# Brita water filter, ppm and ph



## happy.fuzz (Feb 20, 2008)

I got ppm and ph stick reader today and so I thought I would just check it out with my tap vs. brita filtered water (filter pitcher). Tap ppm was 185 and the ph was 9.5 - sick! Post Brita filtered water was ppm 117 and the ph was 6.5 friggin sweet. Just thought I'd let yall know.


----------



## VictorVIcious (Feb 20, 2008)

The problem with a Brita filter is capacity, for a small soil grow it will be fine. VV


----------



## happy.fuzz (Feb 21, 2008)

Well I have the large capacity spigot dispenser. Takes a while yes, but I got the time and I dont have the money for RO system hehe. I was gonna get a Mr clean system for car washing (uses a small ro filter). I figured I would get two uses out of this though. I am probably gonna get Mr. Clean system though next paycheck. But Ill have to get a garden hose and attachment for my sink faucet.


----------



## lorenzo08 (Aug 5, 2008)

did you ever get the mr clean filter? I'm very interested to know the ppm outcome of your test.


----------



## Gmrpr7 (Aug 5, 2008)

International Cannagraphic Magazine Forums - DIY Reverse Osmosis - For Scale Grower - Cheap, Portable, & Effective
Here's a link that shows how effective it is. Only 7 more ppm than distilled.


----------



## lorenzo08 (Aug 5, 2008)

Gmrpr7 said:


> International Cannagraphic Magazine Forums - DIY Reverse Osmosis - For Scale Grower - Cheap, Portable, & Effective
> Here's a link that shows how effective it is. Only 7 more ppm than distilled.



great link, thanks!!


----------



## alucardz (Jan 7, 2009)

Where'd you get the ppm reader? How much $?


----------



## robotninja (Jan 7, 2009)

Awesome link man, great alternative to expensive RO machines.

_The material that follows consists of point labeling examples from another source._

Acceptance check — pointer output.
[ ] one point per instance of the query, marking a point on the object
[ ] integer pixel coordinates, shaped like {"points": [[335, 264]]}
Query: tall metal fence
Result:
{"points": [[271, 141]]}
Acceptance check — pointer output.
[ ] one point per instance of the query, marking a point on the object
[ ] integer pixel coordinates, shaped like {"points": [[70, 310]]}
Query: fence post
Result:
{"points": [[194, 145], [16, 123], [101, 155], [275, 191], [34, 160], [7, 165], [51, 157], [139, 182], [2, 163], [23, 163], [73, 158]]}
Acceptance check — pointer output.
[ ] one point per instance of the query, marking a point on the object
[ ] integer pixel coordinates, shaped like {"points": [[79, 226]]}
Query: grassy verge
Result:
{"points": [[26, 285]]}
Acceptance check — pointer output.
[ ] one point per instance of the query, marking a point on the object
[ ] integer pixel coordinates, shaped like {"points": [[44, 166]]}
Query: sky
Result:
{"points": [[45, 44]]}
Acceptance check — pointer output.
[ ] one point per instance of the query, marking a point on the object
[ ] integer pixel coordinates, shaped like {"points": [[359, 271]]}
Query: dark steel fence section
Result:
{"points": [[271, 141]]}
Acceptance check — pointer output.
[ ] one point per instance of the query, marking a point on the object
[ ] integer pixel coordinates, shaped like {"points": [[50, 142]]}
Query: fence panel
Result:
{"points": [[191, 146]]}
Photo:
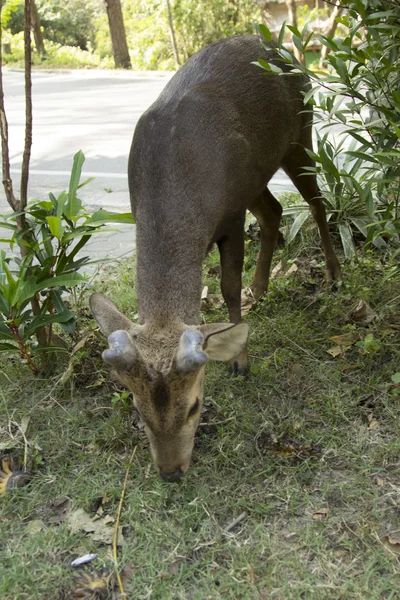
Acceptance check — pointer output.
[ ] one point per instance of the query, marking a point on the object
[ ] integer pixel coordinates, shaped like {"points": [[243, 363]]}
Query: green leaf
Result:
{"points": [[346, 236], [265, 32], [31, 287], [60, 203], [73, 205], [55, 226], [42, 320], [297, 224], [104, 216], [4, 347]]}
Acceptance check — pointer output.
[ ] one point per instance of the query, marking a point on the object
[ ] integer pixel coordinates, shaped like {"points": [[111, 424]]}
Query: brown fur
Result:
{"points": [[202, 155]]}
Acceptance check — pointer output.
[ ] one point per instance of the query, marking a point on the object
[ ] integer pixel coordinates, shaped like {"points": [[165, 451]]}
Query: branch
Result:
{"points": [[7, 181], [28, 106]]}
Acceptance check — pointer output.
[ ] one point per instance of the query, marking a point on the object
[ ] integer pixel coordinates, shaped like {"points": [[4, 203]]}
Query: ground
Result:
{"points": [[304, 453]]}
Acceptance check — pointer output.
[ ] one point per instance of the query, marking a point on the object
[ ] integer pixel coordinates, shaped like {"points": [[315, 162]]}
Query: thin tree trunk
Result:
{"points": [[118, 35], [5, 153], [330, 30], [292, 20], [28, 111], [37, 32], [172, 35]]}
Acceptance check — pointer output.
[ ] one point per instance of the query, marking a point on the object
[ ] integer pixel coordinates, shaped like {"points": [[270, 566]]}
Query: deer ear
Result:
{"points": [[107, 315], [224, 341]]}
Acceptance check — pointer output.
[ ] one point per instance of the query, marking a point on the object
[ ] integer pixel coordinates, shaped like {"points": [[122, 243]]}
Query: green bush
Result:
{"points": [[32, 287], [360, 93]]}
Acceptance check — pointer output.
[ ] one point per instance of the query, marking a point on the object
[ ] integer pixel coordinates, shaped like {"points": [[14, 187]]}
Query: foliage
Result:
{"points": [[55, 232], [358, 99], [12, 16], [315, 526]]}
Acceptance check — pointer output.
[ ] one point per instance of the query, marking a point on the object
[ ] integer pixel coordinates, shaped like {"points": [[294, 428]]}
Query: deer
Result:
{"points": [[201, 156]]}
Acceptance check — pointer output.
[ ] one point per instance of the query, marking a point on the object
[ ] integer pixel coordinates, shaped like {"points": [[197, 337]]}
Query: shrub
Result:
{"points": [[360, 94], [32, 288]]}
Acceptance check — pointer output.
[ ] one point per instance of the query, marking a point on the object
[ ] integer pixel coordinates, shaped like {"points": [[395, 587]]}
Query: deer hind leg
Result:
{"points": [[231, 250], [267, 211], [293, 164]]}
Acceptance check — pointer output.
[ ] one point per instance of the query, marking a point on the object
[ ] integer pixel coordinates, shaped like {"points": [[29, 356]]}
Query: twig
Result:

My tap water is over 600 PPM!!! Hopefully this will do the job.


----------



## greenearth5 (Jan 30, 2009)

I just ordered a pH meter, up, & down; i also ordered a PPM meter, and calibraton fluid......

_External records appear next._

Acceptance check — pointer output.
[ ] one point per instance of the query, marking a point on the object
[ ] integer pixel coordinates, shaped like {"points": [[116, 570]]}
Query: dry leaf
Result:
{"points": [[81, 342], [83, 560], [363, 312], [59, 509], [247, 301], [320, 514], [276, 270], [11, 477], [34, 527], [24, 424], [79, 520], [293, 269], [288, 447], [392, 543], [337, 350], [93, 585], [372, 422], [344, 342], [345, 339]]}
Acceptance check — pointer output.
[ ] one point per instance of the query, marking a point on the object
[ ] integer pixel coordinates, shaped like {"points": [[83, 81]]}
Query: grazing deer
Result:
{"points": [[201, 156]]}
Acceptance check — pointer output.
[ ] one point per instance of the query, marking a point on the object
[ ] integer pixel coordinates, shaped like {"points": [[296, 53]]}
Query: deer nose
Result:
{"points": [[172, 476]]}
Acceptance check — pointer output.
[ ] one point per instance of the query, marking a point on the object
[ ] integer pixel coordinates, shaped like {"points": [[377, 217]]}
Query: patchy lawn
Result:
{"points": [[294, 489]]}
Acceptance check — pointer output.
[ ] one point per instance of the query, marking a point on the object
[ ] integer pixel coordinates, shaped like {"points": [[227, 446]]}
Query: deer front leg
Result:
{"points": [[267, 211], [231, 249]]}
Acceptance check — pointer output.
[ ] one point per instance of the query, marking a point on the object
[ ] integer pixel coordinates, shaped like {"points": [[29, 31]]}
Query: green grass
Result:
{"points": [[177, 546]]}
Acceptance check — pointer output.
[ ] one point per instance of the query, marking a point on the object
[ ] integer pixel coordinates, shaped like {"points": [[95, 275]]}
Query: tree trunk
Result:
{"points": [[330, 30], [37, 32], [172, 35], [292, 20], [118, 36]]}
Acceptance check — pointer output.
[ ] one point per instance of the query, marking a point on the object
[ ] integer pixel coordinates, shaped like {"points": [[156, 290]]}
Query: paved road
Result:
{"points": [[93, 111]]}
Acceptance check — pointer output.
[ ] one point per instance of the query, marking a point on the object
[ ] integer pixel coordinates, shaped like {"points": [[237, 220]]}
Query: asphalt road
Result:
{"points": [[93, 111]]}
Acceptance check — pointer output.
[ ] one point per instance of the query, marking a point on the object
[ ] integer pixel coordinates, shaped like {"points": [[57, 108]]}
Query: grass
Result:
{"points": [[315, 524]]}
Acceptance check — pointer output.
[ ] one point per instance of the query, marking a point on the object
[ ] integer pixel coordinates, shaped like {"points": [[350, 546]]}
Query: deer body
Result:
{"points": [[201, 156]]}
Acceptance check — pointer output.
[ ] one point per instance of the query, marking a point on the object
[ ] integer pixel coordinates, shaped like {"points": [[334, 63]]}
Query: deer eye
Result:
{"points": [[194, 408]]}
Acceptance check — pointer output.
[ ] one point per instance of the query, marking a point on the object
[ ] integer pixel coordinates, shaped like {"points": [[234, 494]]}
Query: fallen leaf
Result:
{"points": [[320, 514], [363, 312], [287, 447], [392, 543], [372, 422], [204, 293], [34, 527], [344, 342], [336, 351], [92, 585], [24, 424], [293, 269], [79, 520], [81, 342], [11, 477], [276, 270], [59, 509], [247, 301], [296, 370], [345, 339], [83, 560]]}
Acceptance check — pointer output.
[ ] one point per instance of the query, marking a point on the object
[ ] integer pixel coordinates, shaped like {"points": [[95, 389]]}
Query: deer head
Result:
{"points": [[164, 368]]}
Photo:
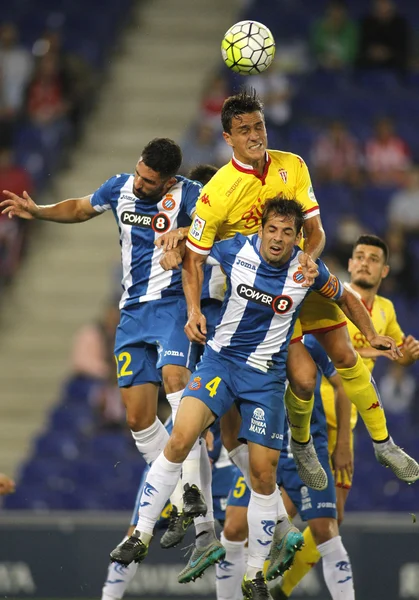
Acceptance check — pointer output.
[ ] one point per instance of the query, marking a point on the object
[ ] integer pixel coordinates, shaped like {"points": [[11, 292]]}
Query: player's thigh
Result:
{"points": [[174, 348], [288, 503], [230, 428], [311, 504], [337, 344], [261, 405], [141, 405], [301, 370], [323, 529], [320, 314], [192, 418]]}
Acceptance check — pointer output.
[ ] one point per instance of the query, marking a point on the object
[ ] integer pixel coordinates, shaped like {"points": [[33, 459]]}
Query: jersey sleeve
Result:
{"points": [[327, 284], [304, 192], [190, 198], [210, 214], [101, 198], [393, 328]]}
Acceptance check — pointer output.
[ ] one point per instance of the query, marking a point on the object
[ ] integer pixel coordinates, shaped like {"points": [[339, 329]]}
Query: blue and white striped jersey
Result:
{"points": [[140, 223], [262, 302]]}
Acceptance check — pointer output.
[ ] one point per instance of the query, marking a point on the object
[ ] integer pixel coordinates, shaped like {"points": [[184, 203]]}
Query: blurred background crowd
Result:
{"points": [[343, 92]]}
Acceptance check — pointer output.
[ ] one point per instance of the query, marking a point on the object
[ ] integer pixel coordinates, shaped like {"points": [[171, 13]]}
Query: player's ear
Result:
{"points": [[227, 138]]}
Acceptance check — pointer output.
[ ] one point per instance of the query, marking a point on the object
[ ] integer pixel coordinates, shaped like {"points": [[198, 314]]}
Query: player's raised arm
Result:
{"points": [[73, 210]]}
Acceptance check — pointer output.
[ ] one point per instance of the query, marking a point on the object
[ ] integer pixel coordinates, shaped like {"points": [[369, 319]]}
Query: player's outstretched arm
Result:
{"points": [[358, 314], [410, 351], [192, 278], [74, 210]]}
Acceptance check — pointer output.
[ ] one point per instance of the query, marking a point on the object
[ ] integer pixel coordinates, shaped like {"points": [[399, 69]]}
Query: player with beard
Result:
{"points": [[367, 267]]}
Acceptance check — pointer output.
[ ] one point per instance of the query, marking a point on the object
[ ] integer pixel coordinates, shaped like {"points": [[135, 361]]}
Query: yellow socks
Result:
{"points": [[299, 415], [360, 389], [303, 562]]}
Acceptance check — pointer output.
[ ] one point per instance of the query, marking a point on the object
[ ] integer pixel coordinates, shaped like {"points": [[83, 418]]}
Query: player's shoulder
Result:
{"points": [[385, 304], [285, 158]]}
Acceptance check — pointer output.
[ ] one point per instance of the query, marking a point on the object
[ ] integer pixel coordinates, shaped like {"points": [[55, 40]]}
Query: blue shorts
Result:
{"points": [[219, 382], [310, 503], [239, 493], [149, 336]]}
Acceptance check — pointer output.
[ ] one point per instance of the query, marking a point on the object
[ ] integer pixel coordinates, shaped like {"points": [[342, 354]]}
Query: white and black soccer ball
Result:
{"points": [[248, 48]]}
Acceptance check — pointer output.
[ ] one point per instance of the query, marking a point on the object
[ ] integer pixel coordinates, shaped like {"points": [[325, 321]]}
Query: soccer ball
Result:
{"points": [[248, 48]]}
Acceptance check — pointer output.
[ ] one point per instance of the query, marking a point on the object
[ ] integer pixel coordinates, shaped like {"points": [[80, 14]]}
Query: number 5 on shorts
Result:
{"points": [[213, 385]]}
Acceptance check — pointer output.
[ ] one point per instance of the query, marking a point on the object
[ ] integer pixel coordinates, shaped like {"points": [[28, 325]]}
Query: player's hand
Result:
{"points": [[309, 268], [7, 485], [170, 240], [387, 344], [172, 259], [411, 347], [196, 327], [342, 462], [15, 206]]}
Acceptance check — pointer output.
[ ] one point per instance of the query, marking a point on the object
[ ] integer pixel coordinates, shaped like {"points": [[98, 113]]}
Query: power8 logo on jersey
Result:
{"points": [[159, 223]]}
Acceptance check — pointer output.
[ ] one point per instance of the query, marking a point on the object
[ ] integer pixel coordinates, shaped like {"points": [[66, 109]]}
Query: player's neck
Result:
{"points": [[367, 296]]}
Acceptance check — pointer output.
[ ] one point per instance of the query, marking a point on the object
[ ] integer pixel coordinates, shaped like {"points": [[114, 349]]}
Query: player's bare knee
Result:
{"points": [[324, 529], [235, 526], [178, 446]]}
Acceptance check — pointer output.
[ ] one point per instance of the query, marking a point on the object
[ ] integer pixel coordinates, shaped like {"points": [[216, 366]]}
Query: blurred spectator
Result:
{"points": [[16, 67], [47, 99], [348, 229], [387, 156], [384, 38], [401, 279], [336, 156], [212, 100], [199, 146], [274, 89], [17, 180], [403, 210], [397, 389], [92, 354], [78, 77], [335, 38], [7, 485]]}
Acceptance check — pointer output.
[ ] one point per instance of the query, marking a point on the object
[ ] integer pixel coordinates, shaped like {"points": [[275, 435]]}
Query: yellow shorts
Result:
{"points": [[332, 433], [317, 314]]}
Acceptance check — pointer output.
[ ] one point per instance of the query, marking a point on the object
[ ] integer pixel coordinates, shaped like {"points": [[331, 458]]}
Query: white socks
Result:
{"points": [[240, 457], [230, 571], [262, 516], [150, 442], [159, 486], [337, 570], [117, 581]]}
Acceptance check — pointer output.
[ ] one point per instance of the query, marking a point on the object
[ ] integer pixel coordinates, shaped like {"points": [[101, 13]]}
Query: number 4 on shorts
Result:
{"points": [[213, 385]]}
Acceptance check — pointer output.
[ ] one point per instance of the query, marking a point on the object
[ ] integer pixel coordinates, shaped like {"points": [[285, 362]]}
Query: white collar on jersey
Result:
{"points": [[248, 167]]}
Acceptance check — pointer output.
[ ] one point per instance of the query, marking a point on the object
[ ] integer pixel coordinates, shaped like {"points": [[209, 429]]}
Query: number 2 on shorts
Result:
{"points": [[213, 385]]}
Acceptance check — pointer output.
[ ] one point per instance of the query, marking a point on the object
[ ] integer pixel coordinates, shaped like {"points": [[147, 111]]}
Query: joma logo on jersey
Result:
{"points": [[279, 304], [245, 264], [159, 223]]}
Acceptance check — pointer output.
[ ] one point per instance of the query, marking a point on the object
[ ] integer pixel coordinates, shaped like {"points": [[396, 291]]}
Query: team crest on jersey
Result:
{"points": [[283, 175], [197, 229], [169, 202], [298, 277], [195, 384]]}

What is the best and cheapest (under 30 bucks) to filter my water so that my ppm is low as hell... or should i really worry about it?


----------



## greenearth5 (Feb 6, 2009)

bump......


----------



## strictly seedleSs (Apr 27, 2009)

Does the ppm have a direct link to the ph number? I have some strips that read ppm, but i want to know the ph number.


----------